Второй путь вел к улучшению и совершенствованию мира самого по себе. Средние века лишь едва-едва знали это стремление. Для них мир был хорош или плох ровно настолько, насколько это могло быть возможно. Иными словами: все хорошо, будучи установлено по велению Божию; людские грехи – вот что ввергает мир во всяческие несчастья. Эта эпоха не знает такой побудительной причины мыслей и поступков людей, как сознательное стремление к улучшению и преобразованию общественных или государственных установлений. Сохранять добродетель в занятиях своей профессией – единственная польза, которую можно извлечь из этого мира, но и тогда истинная цель – это жизнь иная. Даже если в формах общественной жизни и появляется что-либо новое, это рассматривается прежде всего как восстановление доброго старого права или же как пресечение злоупотреблений, произведенное по особому указанию властей. Сознательное учреждение всего того, что и вправду задумывалось бы как новое, происходит редко даже в условиях той напряженной законодательной деятельности, которая проводилась во Французской монархии со времен Людовика Святого и которую бургундские герцоги продолжали в своих родовых владениях. То, что такая работа действительно вела к развитию более целесообразных форм государственного порядка, ими совершенно или почти совершенно не осознается. Будущее страны, их собственные устремления еще не являются предметом их интересов; они издают ордонансы и учреждают коллегии в первую очередь ради непосредственного приложения своей власти и выполнения задачи поддержания общего блага.

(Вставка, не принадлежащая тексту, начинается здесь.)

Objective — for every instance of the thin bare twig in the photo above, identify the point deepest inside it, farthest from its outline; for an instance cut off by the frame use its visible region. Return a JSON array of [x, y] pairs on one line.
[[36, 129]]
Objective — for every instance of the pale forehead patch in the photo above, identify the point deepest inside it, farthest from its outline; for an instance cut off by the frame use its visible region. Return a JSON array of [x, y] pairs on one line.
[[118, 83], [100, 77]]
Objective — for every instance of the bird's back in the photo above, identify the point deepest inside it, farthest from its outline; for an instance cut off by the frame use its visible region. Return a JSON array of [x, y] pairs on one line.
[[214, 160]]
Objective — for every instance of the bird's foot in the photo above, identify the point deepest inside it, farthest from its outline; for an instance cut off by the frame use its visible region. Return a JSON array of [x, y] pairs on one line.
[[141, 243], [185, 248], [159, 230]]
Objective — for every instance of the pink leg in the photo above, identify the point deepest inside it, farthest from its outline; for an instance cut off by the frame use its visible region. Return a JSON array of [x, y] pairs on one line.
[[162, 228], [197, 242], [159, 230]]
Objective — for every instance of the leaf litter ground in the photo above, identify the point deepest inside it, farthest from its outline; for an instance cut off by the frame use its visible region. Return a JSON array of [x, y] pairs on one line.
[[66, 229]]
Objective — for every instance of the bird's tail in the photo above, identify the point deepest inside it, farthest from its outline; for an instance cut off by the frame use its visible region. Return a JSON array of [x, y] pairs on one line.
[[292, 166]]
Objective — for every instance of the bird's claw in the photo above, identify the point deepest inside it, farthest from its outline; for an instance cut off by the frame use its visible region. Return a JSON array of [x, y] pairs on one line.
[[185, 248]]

Ничто так не нагнетало страх перед жизнью и отчаяние перед лицом грядущего, как это всеобщее отсутствие твердой воли к тому, чтобы сделать мир лучше и счастливее. Сам по себе мир не сулил никаких улучшений, и тот, кто жаждал лучшего и тем не менее оказывался неспособным расстаться с миром и мирскими соблазнами, мог лишь впадать в отчаяние; он нигде не видел ни радости, ни надежды; миру оставалось уже недолго, и впереди ожидали только несчастья.
С момента же избрания пути позитивного улучшения мира начинается новое время, когда страх перед жизнью уступает место мужеству и надежде. Но это, собственно, происходит лишь в XVIII в., именно он приносит с собою такое сознание. Ренессанс находил удовлетворение в совершенно иных вещах, черпая в них свое энергичное принятие жизни. Лишь XVIII в. возводит совершенствование человека и общества в непреложную догму, а экономические и социальные устремления следующего столетия расстаются разве только с ее наивностью, не утрачивая ни отваги, ни оптимизма.

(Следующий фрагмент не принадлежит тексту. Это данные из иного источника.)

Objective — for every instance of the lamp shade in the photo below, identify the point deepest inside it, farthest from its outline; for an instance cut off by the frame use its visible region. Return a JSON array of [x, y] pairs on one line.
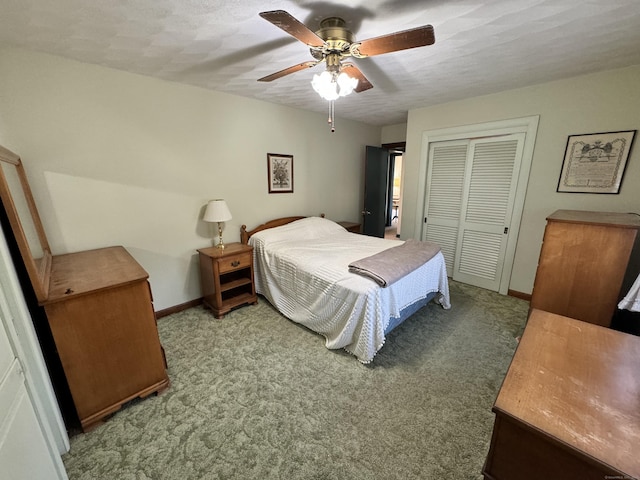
[[217, 211]]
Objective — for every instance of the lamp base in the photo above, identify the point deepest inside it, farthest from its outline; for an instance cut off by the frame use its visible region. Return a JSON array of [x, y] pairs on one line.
[[220, 242]]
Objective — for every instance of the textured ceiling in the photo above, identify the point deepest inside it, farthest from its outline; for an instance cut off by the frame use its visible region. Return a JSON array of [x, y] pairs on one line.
[[481, 46]]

Третий путь к более прекрасному миру – путь мечтаний. Этот путь самый удобный – правда, цель при этом нисколько не становится ближе. Раз уж земная действительность столь безнадежно убога, а отказ от мира столь труден, так скрасим же свое существование прекрасной иллюзией, перенесемся в страну безоблачных грез и фантазий, сгладим действительность восхищением перед идеалом. Это несложная тема; после первого же аккорда звучит фуга, подхватывающая и уносящая душу: одной-единственной, слагающейся из грез картины счастья идиллически-прекрасных былых времен здесь будет вполне достаточно, здесь хватит всего только взгляда на их героику и их добродетели – так же как солнечной радости жизни на лоне природы и в согласии с нею. На этих нескольких темах: героев, мудрецов и буколической жизни – со времен Античности зиждется культура изящной словесности. В Средневековье, Ренессансе, XVIII да и XIX вв. мы обнаруживаем лишь все новые вариации этой старой мелодии.
Ограничивается ли, однако, этот третий путь к более прекрасной жизни – бегство от суровой действительности в царство прекрасных грез – лишь изящной словесностью? Несомненно, в нем кроется нечто большее. Этот путь затрагивает форму и содержание общественной жизни точно так же, как и первые два стремления, – и тем сильнее, чем примитивнее та или иная культура.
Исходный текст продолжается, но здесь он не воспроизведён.